The 146 pages of heavily redacted emails were released by CPI over the weekend. Among others, the emails reveal a discussion between the White House's Office of Management and Budget (OMB) and the Pentagon over the military aid to Ukraine just hours after Trump spoke to Zelenskiy.

"Based on guidance I have received and in light of the Administration's plan to review assistance to Ukraine, including the Ukraine Security Assistance Initiative, please hold off on any additional (Department of Defense) obligations of these funds, pending direction from that process," wrote Mike Duffey, a political appointee now the associate director for national security programs at the OMB on July 25 to OMB and Pentagon officials.

Duffey is among Trump officials that refused to comply with legal Congressional subpoenas to testify before the House.

"Given the sensitive nature of the request, I appreciate your keeping that information closely held to those who need to know to execute direction," wrote Duffey about the need to keep secret the details about the fund freeze. He wrote about this on the afternoon of Trump's infamous phone call with Zelensky.
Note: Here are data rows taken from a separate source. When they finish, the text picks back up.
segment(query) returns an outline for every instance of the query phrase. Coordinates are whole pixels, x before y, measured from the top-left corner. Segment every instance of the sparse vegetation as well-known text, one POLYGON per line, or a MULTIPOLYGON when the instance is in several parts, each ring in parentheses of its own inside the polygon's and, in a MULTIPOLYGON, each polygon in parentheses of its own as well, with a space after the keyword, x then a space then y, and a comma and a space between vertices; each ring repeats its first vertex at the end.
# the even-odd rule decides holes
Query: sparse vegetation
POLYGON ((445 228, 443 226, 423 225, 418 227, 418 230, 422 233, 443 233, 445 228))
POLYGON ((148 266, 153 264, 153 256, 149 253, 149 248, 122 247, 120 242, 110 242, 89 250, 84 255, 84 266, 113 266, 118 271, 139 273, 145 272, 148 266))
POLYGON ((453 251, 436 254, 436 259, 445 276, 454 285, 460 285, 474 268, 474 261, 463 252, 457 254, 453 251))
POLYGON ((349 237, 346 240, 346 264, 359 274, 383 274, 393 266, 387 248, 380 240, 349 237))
US Speaker of the House Nancy Pelosi presides over voting on articles of impeachment against President Donald Trump on Wednesday
US Speaker of the House Nancy Pelosi presides over voting on articles of impeachment against President Donald Trump on Wednesday AFP / SAUL LOEB

A Duffey email dated September 11, reveals him sharing his feelings of relief with Elaine McCusker, principal deputy undersecretary of defense comptroller at the DoD. Duffey sent the email a few hours after alerting her he'd release all of the Ukraine Security Assistance Initiative funds.

"Glad to have this behind us," he wrote.

Senate minority leader Chuck Schumer (D-NY) said the newly revealed, "explosive" emails from Duffey is evidence for why witnesses should be called during Trump's Senate impeachment trial. Schumer is continuing to push for top Trump administration officials to appear before the Senate in the upcoming impeachment trial, a move rejected by majority leader Mitch McConnell (R-KY).

"Yesterday, we got new evidence about how important having these witnesses (is)," said Schumer, Sunday in New York.

Schumer questioned what the White House was hiding by requesting the hold on assistance be kept secret.

"So far, Senator McConnell and President Trump have come up with no good reason why there shouldn't be witnesses, why there shouldn't be documents," he said. "We don't know what the witnesses will say. We don't know how the documents will read. They might exonerate President Trump or they might further incriminate him. But the truth should come out on something as important as an impeachment."